Attrition rate right now is in the range of 22% on an annualized basis. And how much would be increased by -- so if you're going to increase our revenue by 20%, employee count will also go up by 20%.

Operator

[Operator Instructions] The next question is from the line of Udya Shrivastav, an individual investor.

U
Unknown Analyst

I just wanted to ask, you just mentioned that you have INR 195 crores of cash, if I'm getting that figure correct. Besides operations and paying out dividends, which your company has been doing regularly, inorganic acquisitions, if you can outlay the plan and what kind of is it what kind of Fintech start-ups or businesses you're looking at, what is the strategy for your organic acquisitions? Is this something which we are doing actively or it's something which we are still waiting and watching? Just some more detail on the inorganic acquisition part and what you plan to do with our cash of about INR 195 crore?

A
Aditya Krishna
executive

In the last 2 years, I think we have done what 3 acquisitions...

N
Niraj Ganeriwala
executive

Two.

A
Aditya Krishna
executive

We've done 2 acquisitions.
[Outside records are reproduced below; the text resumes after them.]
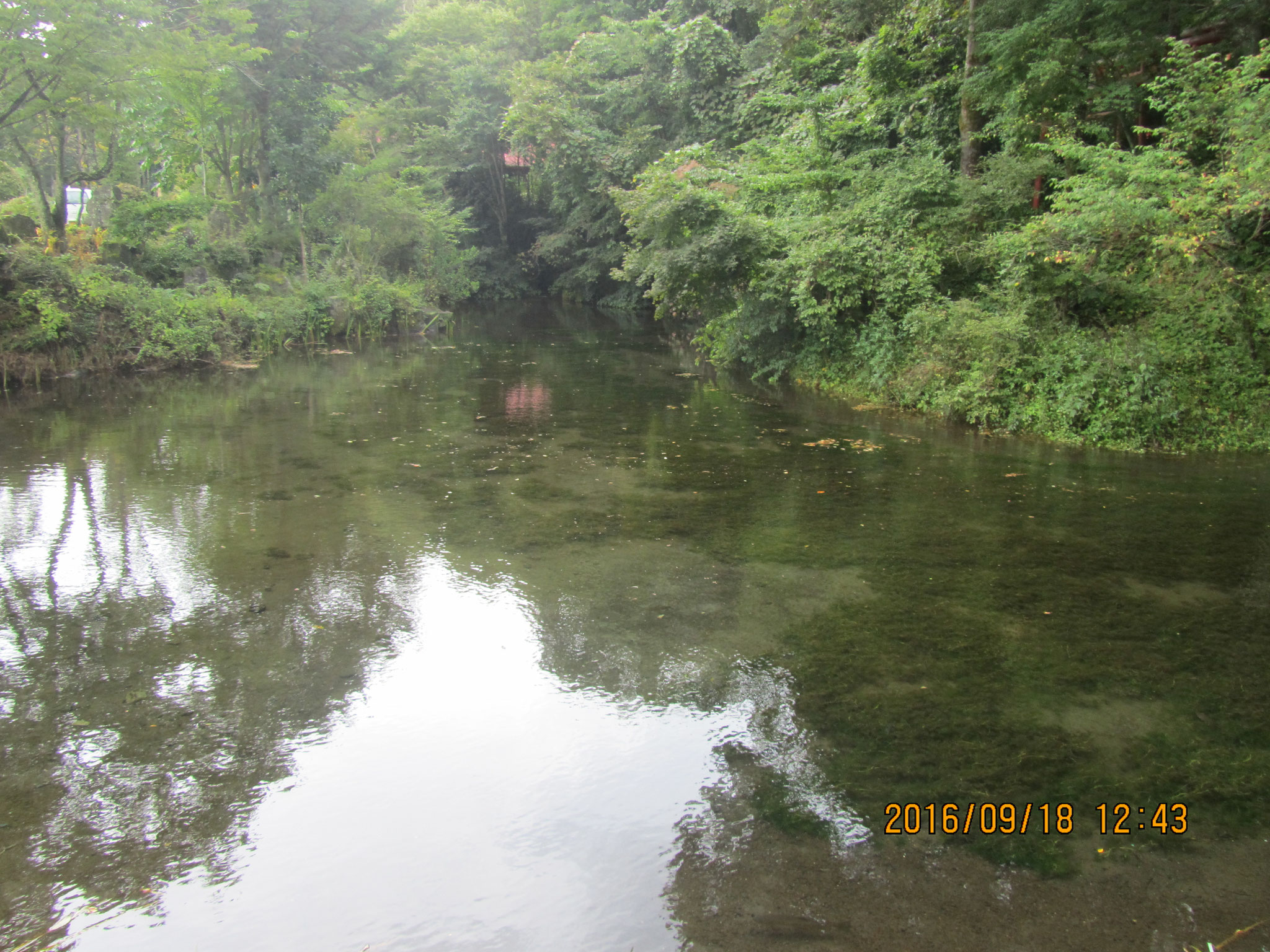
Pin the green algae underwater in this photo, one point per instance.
(881, 609)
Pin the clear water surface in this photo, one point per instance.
(540, 637)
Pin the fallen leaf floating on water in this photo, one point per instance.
(864, 446)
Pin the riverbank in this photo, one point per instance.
(61, 315)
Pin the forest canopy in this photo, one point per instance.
(1030, 215)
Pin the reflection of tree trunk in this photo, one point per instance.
(970, 122)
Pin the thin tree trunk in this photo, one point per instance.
(304, 250)
(970, 121)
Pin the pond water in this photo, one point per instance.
(539, 637)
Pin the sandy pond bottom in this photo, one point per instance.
(536, 638)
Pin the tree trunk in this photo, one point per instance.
(970, 121)
(498, 191)
(304, 250)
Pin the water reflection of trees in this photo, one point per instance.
(116, 587)
(145, 706)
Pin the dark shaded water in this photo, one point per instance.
(536, 639)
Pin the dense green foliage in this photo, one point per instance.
(1033, 215)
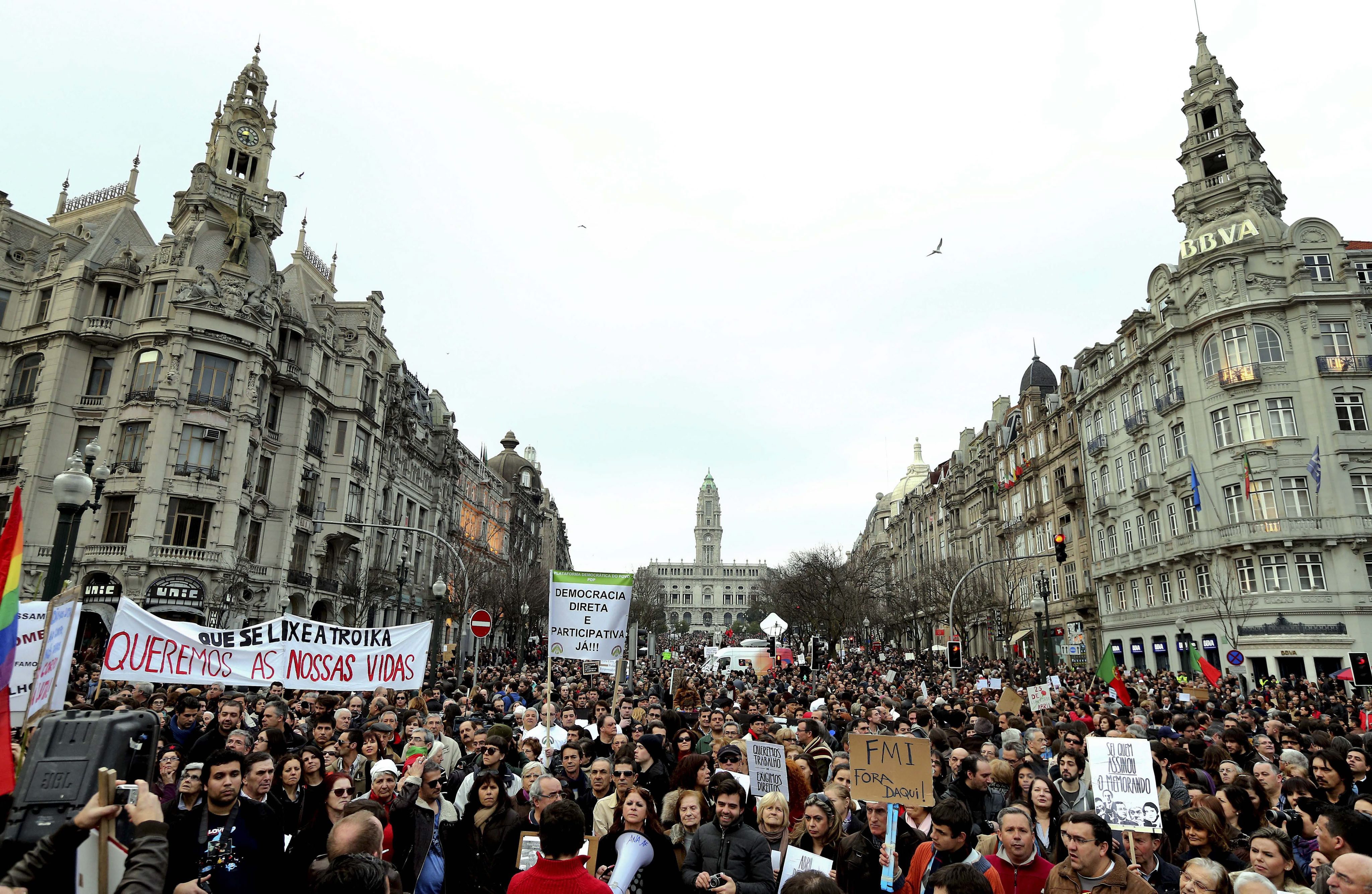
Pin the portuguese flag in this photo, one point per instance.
(1204, 667)
(1113, 676)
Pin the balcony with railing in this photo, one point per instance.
(1239, 376)
(1344, 365)
(205, 399)
(197, 472)
(1172, 399)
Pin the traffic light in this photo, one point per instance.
(1362, 671)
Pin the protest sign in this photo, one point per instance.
(50, 681)
(895, 770)
(802, 860)
(298, 652)
(767, 767)
(588, 615)
(1121, 778)
(1010, 702)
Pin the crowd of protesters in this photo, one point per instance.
(1261, 788)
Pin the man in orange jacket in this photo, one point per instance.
(950, 842)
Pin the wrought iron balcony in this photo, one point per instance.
(1237, 376)
(1167, 402)
(1344, 365)
(205, 399)
(201, 472)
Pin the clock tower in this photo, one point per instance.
(241, 147)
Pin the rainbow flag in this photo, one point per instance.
(11, 566)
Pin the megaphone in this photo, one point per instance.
(633, 852)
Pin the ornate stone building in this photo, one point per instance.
(708, 593)
(1250, 356)
(253, 420)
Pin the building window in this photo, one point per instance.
(1296, 497)
(98, 383)
(1263, 500)
(1250, 420)
(1309, 571)
(1351, 413)
(1234, 504)
(189, 523)
(1223, 430)
(1275, 575)
(119, 511)
(1320, 268)
(1362, 494)
(1334, 337)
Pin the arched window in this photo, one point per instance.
(26, 378)
(1270, 345)
(146, 371)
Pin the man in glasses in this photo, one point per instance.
(416, 815)
(1090, 860)
(626, 776)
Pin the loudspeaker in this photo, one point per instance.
(60, 770)
(633, 852)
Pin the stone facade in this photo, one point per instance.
(708, 594)
(254, 422)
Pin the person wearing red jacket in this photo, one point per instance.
(560, 869)
(1017, 862)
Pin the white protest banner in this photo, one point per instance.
(767, 767)
(1121, 778)
(298, 652)
(802, 860)
(50, 681)
(588, 615)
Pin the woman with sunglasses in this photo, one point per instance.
(313, 838)
(479, 849)
(636, 814)
(820, 830)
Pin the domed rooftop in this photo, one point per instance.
(1038, 376)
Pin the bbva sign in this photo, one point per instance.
(1220, 238)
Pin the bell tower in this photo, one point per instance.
(1224, 168)
(241, 147)
(708, 531)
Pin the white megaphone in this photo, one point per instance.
(633, 853)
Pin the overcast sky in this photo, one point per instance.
(759, 183)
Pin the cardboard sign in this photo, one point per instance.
(895, 770)
(767, 767)
(1010, 702)
(1121, 778)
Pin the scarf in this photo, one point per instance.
(482, 816)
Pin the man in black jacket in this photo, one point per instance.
(234, 842)
(731, 848)
(972, 788)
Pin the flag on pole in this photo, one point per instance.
(11, 566)
(1110, 675)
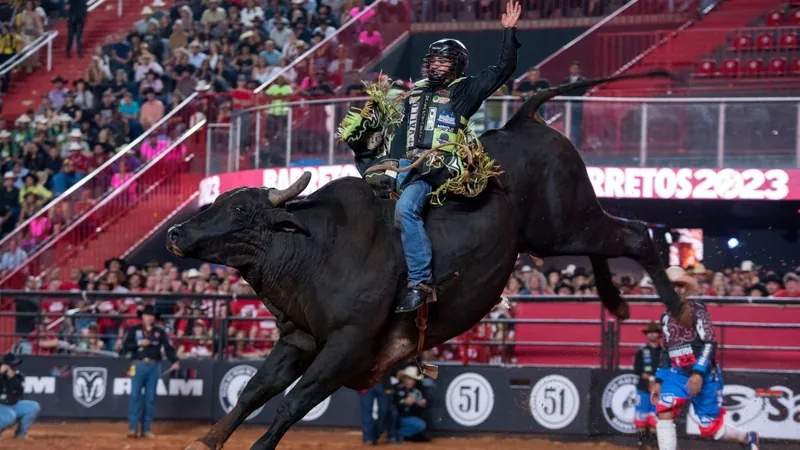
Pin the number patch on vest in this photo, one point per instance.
(431, 122)
(682, 356)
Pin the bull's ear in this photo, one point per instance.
(285, 221)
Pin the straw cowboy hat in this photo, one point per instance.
(410, 372)
(678, 276)
(652, 327)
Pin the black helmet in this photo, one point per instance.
(451, 49)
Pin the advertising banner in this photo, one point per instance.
(608, 182)
(763, 402)
(100, 388)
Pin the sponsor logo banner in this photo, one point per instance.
(608, 182)
(619, 402)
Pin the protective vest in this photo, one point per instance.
(431, 118)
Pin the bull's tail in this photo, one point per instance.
(531, 106)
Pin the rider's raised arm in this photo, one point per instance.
(477, 89)
(398, 148)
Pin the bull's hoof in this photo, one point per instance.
(197, 445)
(685, 318)
(622, 311)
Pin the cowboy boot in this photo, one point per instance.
(414, 299)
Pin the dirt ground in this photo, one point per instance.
(108, 436)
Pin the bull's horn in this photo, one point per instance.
(280, 196)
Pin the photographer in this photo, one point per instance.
(409, 403)
(13, 408)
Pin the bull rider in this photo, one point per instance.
(13, 409)
(432, 143)
(144, 343)
(689, 373)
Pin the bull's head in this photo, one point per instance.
(240, 226)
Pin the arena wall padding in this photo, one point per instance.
(472, 399)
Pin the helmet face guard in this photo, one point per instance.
(450, 50)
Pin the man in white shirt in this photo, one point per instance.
(325, 28)
(250, 12)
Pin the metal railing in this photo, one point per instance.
(389, 20)
(616, 132)
(154, 190)
(594, 341)
(93, 187)
(45, 39)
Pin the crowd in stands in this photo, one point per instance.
(244, 328)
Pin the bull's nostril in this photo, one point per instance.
(174, 233)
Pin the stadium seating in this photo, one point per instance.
(730, 67)
(753, 67)
(777, 67)
(706, 68)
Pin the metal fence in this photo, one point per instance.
(236, 326)
(618, 132)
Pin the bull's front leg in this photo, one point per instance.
(285, 363)
(343, 357)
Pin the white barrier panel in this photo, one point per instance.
(608, 182)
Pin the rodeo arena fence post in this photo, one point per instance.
(563, 369)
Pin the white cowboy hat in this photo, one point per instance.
(410, 372)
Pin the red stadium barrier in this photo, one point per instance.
(627, 22)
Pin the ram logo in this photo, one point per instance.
(89, 385)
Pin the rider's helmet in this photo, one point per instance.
(452, 50)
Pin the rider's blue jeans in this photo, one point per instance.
(408, 219)
(24, 412)
(144, 378)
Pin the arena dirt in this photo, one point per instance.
(108, 436)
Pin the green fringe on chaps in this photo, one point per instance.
(369, 131)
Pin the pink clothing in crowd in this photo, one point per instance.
(118, 180)
(374, 39)
(367, 15)
(149, 151)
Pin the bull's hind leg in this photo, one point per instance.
(340, 359)
(612, 237)
(284, 364)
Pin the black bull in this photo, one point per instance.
(330, 266)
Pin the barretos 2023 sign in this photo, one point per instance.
(608, 182)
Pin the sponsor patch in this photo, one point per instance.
(447, 119)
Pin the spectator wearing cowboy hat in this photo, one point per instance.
(13, 409)
(144, 343)
(57, 95)
(645, 363)
(409, 404)
(791, 286)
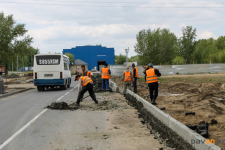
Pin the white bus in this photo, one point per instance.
(51, 70)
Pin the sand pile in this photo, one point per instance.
(108, 105)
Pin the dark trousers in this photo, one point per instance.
(89, 88)
(135, 84)
(153, 87)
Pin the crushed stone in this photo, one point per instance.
(108, 105)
So acquisitions for capability is definitely our focus and our strategy. It will continue -- and we are hopeful that we will close in -- on an acquisition of two in the coming months, coming couple of years, okay? Now difficult to forecast the timing, et cetera. But the reason we have this cash and why we are protecting this cash is to using it for inorganic opportunities.

U
Unknown Analyst

I assume that would add to the growth rate, which you're predicting around 16% to 18% of revenue will be aided by inorganic acquisitions?

A
Aditya Krishna
executive

We always look at something which is EPS accretive as well as capability triples.

Operator

[Operator Instructions] As there are no further questions, I would now like to hand the conference over to the management from Saksoft Limited for closing comments. Over to you, sir.

A
Aditya Krishna
executive

We thank each one of you for taking out time to participate in this call and for your continued interest in Saksoft. We believe that with every passing day, we are an inch closer to our goal. I hope you've been able to answer your queries. In case of any other queries, please reach out to us or Valorem Advisors, our Investor Relations advisers. Thank you very much.

Operator

Thank you. On behalf of Saksoft Limited, that concludes this conference. Thank you for joining us, and you may now disconnect your lines.